Justin wants to use 376 ft of fencing to fence off the greatest possible rectangular area for a garden. What dimensions should he use? What will be the area of the garden?
A. 89 x 99; 8811 ft
B. 92 x 96; 8832 ft
C. 94 x 94; 8836 ft
D. 93 x 95; 8835 ft
thinking the answer is d, am i correct
Does D have the largest area?
no, it would be C.
Yes, C is right.
To find the dimensions that would result in the greatest possible rectangular area, you can follow these steps:
1. Let's assume the length of the garden is L and the width is W. Therefore, we have two sides of length L and two sides of length W.

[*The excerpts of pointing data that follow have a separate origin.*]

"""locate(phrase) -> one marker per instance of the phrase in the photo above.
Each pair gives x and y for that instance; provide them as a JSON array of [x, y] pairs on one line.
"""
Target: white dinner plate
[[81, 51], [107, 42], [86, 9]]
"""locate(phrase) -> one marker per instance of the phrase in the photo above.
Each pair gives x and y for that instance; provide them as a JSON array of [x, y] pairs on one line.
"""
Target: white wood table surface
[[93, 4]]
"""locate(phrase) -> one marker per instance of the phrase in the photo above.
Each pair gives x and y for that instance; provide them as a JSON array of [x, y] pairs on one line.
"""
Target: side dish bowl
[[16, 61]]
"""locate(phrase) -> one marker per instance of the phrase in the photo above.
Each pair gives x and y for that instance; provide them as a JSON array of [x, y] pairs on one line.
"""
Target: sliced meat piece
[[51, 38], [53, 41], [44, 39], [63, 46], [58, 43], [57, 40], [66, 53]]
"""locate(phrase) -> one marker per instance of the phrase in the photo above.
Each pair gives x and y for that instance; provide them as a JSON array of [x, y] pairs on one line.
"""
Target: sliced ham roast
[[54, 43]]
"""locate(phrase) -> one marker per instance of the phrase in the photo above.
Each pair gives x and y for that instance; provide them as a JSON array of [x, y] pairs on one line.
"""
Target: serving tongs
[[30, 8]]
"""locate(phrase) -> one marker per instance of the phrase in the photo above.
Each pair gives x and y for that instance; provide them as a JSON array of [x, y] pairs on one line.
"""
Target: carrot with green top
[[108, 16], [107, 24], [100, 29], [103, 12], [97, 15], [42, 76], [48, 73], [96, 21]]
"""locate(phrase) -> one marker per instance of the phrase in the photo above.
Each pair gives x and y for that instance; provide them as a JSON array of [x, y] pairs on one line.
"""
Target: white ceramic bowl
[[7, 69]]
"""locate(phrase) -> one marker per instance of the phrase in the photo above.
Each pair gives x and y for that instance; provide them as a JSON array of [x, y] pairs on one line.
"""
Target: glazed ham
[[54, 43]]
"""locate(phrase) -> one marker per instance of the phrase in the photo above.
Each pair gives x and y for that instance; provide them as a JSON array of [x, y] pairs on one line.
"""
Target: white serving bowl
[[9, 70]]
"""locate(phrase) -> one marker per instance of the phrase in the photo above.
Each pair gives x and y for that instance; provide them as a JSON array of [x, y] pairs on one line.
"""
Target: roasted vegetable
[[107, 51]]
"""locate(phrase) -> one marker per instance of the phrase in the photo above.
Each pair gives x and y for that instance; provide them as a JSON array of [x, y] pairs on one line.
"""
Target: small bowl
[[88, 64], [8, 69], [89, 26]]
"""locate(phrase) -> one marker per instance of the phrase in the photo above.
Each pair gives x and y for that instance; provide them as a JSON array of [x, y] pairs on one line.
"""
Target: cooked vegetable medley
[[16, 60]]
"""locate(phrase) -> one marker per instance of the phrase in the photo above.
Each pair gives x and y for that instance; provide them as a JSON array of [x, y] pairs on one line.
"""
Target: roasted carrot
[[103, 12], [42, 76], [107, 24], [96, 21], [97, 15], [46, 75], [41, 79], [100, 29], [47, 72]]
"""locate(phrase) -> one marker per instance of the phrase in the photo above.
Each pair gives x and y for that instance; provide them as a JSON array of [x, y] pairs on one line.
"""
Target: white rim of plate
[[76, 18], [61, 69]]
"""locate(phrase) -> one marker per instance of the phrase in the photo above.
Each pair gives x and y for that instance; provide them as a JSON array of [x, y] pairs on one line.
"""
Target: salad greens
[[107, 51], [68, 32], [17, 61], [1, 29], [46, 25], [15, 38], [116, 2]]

2. The perimeter of the rectangle is given as 376 ft. The perimeter is the sum of all four sides: 2L + 2W = 376.
3. Rearrange the equation to solve for one variable in terms of the other. Let's solve for L by subtracting 2W from both sides: 2L = 376 - 2W, or L = 188 - W.
4. Now, we can substitute this equation for L into the formula for the area of a rectangle, which is A = L * W. So, A = (188 - W) * W.

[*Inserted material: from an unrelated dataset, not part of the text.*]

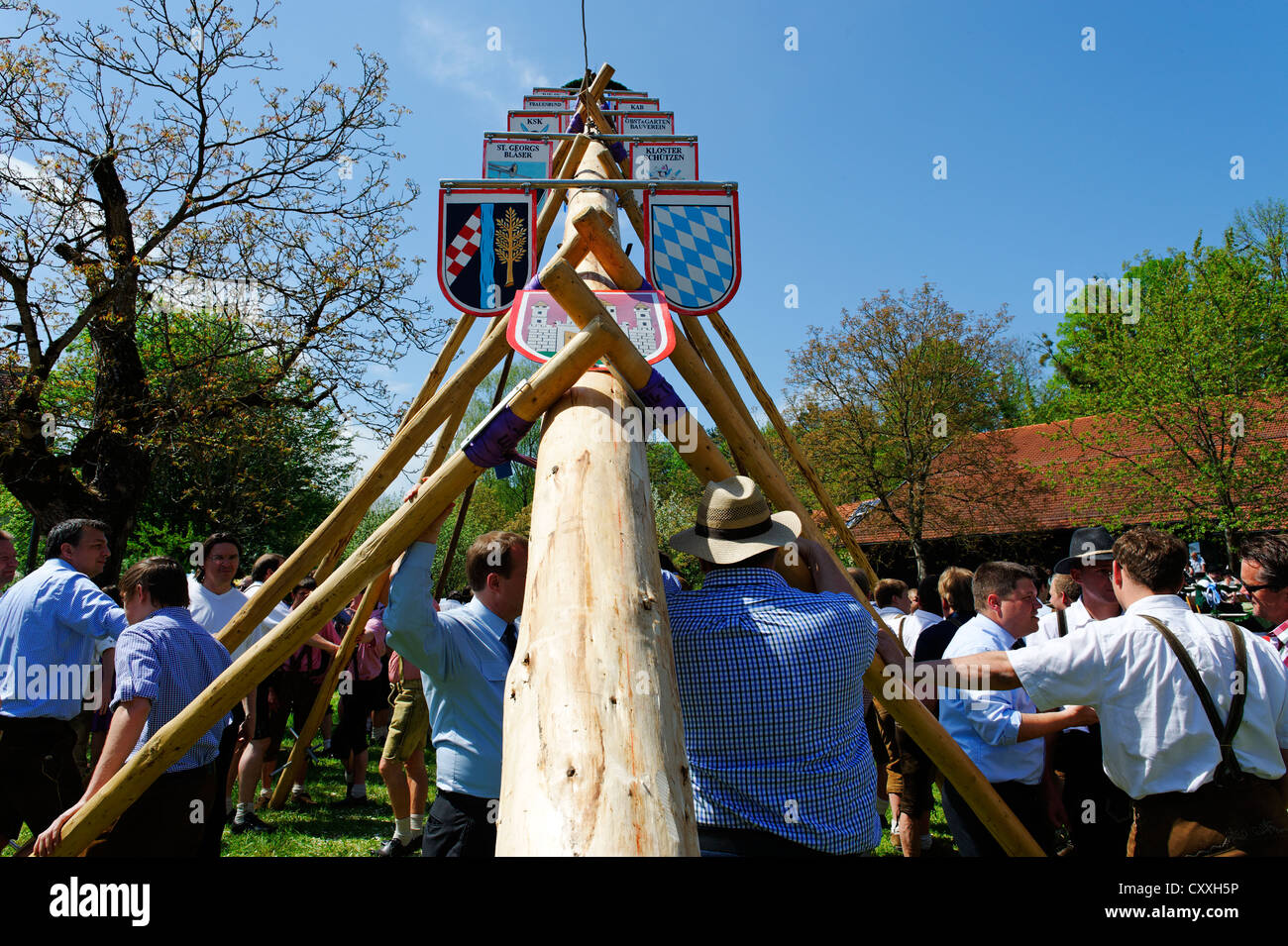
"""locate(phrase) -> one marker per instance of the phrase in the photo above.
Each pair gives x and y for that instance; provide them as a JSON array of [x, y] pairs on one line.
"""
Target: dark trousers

5. Expand the equation: A = 188W - W^2.
6. To find the dimensions that maximize the area, we need to find the value of W that maximizes this quadratic equation. Since the equation is in the form -W^2 + 188W, it will have a maximum value (since the coefficient of W^2 is negative).

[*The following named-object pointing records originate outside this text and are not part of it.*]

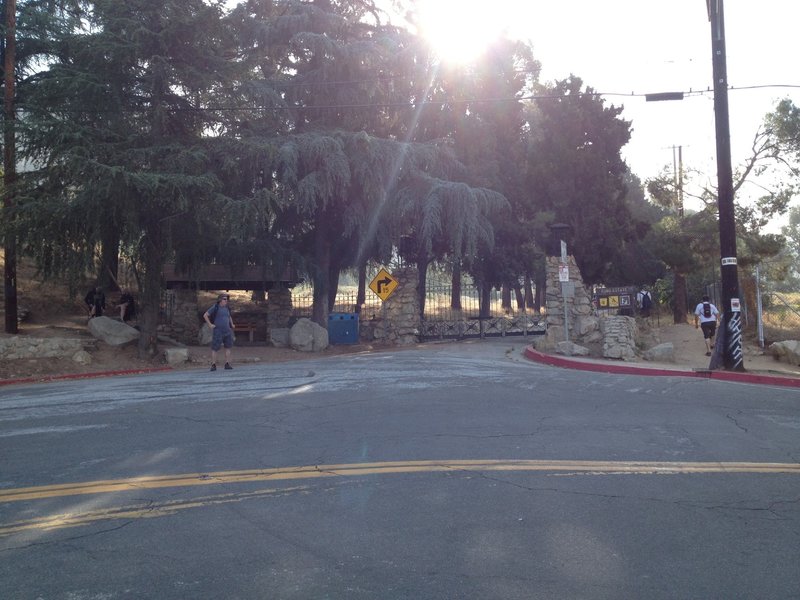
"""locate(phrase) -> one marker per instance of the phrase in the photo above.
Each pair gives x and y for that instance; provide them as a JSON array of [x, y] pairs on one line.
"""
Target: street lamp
[[728, 352]]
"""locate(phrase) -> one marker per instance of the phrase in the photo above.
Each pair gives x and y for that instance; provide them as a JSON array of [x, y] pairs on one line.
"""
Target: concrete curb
[[623, 369], [48, 378]]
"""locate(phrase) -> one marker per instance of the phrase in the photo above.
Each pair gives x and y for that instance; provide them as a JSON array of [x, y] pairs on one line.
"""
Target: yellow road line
[[138, 511], [379, 468]]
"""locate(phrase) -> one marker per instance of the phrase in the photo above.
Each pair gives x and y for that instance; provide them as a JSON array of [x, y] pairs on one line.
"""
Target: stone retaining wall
[[583, 323], [20, 347]]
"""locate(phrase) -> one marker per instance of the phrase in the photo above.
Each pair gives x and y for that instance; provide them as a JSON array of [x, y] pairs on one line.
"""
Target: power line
[[417, 105]]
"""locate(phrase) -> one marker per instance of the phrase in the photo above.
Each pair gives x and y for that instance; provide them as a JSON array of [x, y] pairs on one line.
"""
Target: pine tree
[[117, 125]]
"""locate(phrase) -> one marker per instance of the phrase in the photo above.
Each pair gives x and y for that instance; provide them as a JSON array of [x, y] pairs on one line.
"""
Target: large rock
[[176, 356], [113, 333], [571, 349], [204, 335], [619, 335], [662, 353], [279, 336], [82, 357], [307, 336], [787, 351]]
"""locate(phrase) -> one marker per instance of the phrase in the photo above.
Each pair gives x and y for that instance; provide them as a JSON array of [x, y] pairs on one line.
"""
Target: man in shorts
[[707, 315], [220, 321]]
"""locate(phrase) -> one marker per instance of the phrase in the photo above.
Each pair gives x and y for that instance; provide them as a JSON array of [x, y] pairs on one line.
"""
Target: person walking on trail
[[220, 321], [127, 306], [707, 315], [95, 301]]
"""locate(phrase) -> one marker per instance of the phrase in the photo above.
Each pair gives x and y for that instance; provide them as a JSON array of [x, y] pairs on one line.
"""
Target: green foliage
[[576, 171]]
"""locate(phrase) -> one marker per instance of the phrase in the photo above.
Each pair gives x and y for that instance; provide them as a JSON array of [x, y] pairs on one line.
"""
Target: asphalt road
[[452, 471]]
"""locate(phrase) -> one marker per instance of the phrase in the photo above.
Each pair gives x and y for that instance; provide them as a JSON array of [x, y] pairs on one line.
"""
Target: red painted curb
[[568, 363], [47, 378]]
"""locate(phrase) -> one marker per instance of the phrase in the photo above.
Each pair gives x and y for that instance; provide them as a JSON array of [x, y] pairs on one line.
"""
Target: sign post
[[384, 285]]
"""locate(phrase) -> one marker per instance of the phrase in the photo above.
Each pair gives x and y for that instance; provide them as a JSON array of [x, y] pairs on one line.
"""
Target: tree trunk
[[109, 261], [333, 284], [322, 256], [455, 292], [151, 293], [679, 309], [529, 301], [541, 291], [486, 300], [521, 305], [361, 298], [422, 266], [10, 170], [505, 302]]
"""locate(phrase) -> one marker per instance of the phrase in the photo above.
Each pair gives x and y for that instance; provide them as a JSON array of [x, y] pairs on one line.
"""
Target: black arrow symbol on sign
[[383, 282]]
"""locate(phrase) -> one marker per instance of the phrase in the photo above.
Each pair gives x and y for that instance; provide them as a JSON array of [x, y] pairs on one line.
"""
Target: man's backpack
[[647, 302], [212, 312]]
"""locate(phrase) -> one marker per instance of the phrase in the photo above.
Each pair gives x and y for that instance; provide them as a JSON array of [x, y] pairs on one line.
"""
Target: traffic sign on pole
[[383, 284]]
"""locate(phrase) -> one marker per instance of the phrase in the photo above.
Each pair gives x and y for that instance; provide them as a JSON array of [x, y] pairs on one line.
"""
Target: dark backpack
[[647, 302], [212, 312]]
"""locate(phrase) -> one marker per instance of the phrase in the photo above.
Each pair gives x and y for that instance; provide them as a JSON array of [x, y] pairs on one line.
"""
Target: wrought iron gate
[[441, 321]]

7. The x-coordinate of the maximum point of the quadratic equation can be found using the formula x = -b / (2a), where a is the coefficient of W^2 and b is the coefficient of W. In this case, a = -1 and b = 188.
8. Plug in the values for a and b: W = -188 / (2 * -1) = 94.
9. Now that we have the value of W, we can substitute it back into the equation L = 188 - W to find the corresponding value of L: L = 188 - 94 = 94.
10. Therefore, the dimensions of the garden that would result in the greatest possible area are 94 ft by 94 ft.
11. Finally, to calculate the area, we can substitute these values into the area formula: A = 94 * 94 = 8836 ft.
Therefore, option C is correct. The dimensions of the garden are 94 ft by 94 ft, and the area of the garden is 8836 ft.